Le secteur de l’or au Gabon entre dans une phase de contrôle rigoureux. Depuis le 16 juillet 2026, le ministère des Mines a lancé une opération d’envergure visant à examiner et régulariser l’ensemble des titres miniers attribués aux entreprises exploitant l’or sur le territoire national. Chaque société titulaire d’un permis doit désormais soumettre à une commission dédiée l’intégralité de ses documents administratifs, techniques et financiers. Cette initiative s’inscrit dans une démarche de transparence et de conformité, alors que le secteur était jusqu’alors pointé du doigt pour son manque de clarté.

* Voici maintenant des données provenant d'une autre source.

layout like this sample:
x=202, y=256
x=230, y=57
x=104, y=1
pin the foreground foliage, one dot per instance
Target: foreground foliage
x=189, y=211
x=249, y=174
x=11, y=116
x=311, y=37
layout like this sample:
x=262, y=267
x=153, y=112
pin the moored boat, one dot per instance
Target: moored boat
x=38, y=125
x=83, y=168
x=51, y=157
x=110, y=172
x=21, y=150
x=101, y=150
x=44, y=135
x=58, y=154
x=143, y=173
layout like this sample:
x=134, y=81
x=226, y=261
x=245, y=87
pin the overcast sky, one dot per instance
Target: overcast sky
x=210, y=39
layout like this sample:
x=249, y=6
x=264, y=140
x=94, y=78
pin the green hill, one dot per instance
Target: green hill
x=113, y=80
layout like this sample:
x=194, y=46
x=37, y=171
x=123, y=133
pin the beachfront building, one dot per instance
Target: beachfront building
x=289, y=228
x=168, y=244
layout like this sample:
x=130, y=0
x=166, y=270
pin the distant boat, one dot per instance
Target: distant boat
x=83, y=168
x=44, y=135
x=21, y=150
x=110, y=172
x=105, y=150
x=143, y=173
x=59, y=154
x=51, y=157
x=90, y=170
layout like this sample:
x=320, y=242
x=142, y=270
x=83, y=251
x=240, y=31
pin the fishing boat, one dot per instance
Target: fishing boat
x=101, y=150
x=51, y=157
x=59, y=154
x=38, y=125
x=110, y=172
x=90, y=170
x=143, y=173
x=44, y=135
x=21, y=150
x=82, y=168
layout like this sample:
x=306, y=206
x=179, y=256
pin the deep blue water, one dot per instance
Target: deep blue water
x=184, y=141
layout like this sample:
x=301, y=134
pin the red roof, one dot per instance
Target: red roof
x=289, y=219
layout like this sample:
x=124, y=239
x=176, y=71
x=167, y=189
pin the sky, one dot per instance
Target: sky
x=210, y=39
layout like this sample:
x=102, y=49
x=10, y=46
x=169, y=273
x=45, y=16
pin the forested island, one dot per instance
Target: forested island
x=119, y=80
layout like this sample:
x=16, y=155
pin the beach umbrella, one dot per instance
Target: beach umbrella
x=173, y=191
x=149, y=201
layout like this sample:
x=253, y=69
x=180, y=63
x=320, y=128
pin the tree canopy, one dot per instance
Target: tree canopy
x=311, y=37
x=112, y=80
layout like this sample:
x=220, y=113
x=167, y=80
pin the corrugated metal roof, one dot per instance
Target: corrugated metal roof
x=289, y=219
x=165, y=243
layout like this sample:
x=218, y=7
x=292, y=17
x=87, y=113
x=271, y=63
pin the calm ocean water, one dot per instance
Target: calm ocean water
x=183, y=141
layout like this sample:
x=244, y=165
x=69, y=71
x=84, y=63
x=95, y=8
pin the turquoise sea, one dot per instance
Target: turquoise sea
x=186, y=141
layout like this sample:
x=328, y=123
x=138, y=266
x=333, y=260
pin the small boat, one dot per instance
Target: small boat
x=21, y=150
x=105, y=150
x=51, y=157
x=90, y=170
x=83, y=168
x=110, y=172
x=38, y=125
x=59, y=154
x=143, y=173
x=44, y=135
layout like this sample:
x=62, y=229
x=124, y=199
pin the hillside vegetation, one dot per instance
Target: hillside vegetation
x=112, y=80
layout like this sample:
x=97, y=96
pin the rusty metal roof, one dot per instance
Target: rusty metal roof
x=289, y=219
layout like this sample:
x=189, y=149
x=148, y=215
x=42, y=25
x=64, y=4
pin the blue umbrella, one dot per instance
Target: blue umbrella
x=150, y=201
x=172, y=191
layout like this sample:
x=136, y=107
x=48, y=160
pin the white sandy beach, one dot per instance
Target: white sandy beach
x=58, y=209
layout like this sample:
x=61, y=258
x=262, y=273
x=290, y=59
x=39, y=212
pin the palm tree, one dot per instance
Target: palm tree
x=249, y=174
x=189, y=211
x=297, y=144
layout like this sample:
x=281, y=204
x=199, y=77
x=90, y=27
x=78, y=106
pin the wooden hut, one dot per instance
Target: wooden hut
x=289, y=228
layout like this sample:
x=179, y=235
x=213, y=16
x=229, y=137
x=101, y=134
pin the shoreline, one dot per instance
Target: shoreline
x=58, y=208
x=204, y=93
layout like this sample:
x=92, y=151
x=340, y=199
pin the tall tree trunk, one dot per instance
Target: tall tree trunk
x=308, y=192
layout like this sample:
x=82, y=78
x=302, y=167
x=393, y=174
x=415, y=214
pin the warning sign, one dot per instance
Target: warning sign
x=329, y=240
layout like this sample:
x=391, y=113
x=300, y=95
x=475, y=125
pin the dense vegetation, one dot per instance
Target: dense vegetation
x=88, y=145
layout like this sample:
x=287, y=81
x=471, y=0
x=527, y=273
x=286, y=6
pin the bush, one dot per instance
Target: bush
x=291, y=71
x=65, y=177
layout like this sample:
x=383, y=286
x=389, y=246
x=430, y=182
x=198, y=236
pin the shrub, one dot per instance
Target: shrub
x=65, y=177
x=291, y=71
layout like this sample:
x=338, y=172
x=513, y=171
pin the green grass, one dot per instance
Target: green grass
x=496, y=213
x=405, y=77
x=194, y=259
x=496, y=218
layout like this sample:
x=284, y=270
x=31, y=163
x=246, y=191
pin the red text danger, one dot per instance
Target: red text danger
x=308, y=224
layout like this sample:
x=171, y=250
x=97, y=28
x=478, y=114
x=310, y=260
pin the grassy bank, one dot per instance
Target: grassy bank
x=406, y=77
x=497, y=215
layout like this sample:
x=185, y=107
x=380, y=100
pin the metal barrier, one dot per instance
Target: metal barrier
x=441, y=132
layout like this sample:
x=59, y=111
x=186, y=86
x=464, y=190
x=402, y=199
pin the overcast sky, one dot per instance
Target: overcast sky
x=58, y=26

Un contrôle systématique pour les exploitants aurifères
Tous les acteurs détenteurs d’un permis de recherche ou d’exploitation dans le domaine de l’or sont concernés par cette vérification. L’audit portera sur trois aspects fondamentaux : la conformité administrative des titres, la rigueur des méthodes d’exploitation mises en œuvre sur le terrain et la capacité financière réelle des entreprises à respecter leurs engagements. L’objectif est double : s’assurer que les obligations contractuelles liées à l’attribution des permis sont bien appliquées et identifier les opérateurs véritablement actifs, par opposition à ceux qui conservent des titres sans activité concrète.
Ce phénomène, désigné par l’expression « titres dormants », bloque l’accès à des zones au potentiel géologique élevé sans générer de revenus fiscaux pour l’État. La démarche adoptée par le Gabon s’inscrit dans une tendance observée à l’échelle régionale, où plusieurs pays d’Afrique centrale et de l’Ouest renforcent les critères de maintien des permis miniers.
Une filière stratégique sous haute surveillance
L’or prend une importance croissante dans la stratégie de diversification économique du Gabon, traditionnellement dépendant du pétrole et du manganèse. Le pays ambitionne de structurer une filière encore largement marquée par l’orpaillage informel, dont les flux échappent en partie au contrôle fiscal. En formalisant les acteurs industriels et semi-industriels, les autorités visent à capter une part significative de la production, aujourd’hui exportée via des circuits opaques.
Au-delà de l’enjeu fiscal, cette opération s’inscrit dans une logique de souveraineté sur les ressources naturelles, devenue un axe prioritaire du discours politique. La régularisation des titres aurifères permettra d’évaluer la capacité de l’administration à faire respecter la réglementation, notamment face à des opérateurs parfois liés à des groupes étrangers ou à des réseaux d’orpaillage transfrontaliers.
Retrait des permis pour les récalcitrants
Les entreprises qui ne se conformeront pas à cette procédure ou ne pourront justifier la validité de leurs titres s’exposent à des sanctions pouvant aller jusqu’au retrait pur et simple du permis. Cette mesure n’est pas anodine : dans plusieurs pays africains, des campagnes similaires ont conduit à l’annulation de nombreux titres, permettant une redistribution des blocs miniers via de nouveaux appels d’offres. Pour Libreville, cette opération pourrait ainsi ouvrir la voie à une réattribution plus stricte, avec des critères renforcés en matière de solidité financière et de contribution locale.
Les investisseurs internationaux observent de près l’évolution de cette démarche. La prévisibilité juridique est un facteur clé dans le secteur extractif, où les cycles d’investissement s’étalent sur plusieurs décennies. Un audit mené avec rigueur, transparence et assorti de décisions motivées pourrait renforcer l’attractivité du Gabon. En revanche, une opération perçue comme arbitraire risquerait de décourager les capitaux privés, alors que le pays cherche à attirer de nouveaux partenaires industriels pour exploiter son sous-sol.
Les sociétés concernées disposent de quelques semaines pour préparer leurs dossiers et anticiper les questions de la commission. Les prochains mois seront déterminants pour savoir si cette initiative aboutira à une refonte profonde de la carte minière aurifère gabonaise ou se limitera à un simple exercice bureaucratique.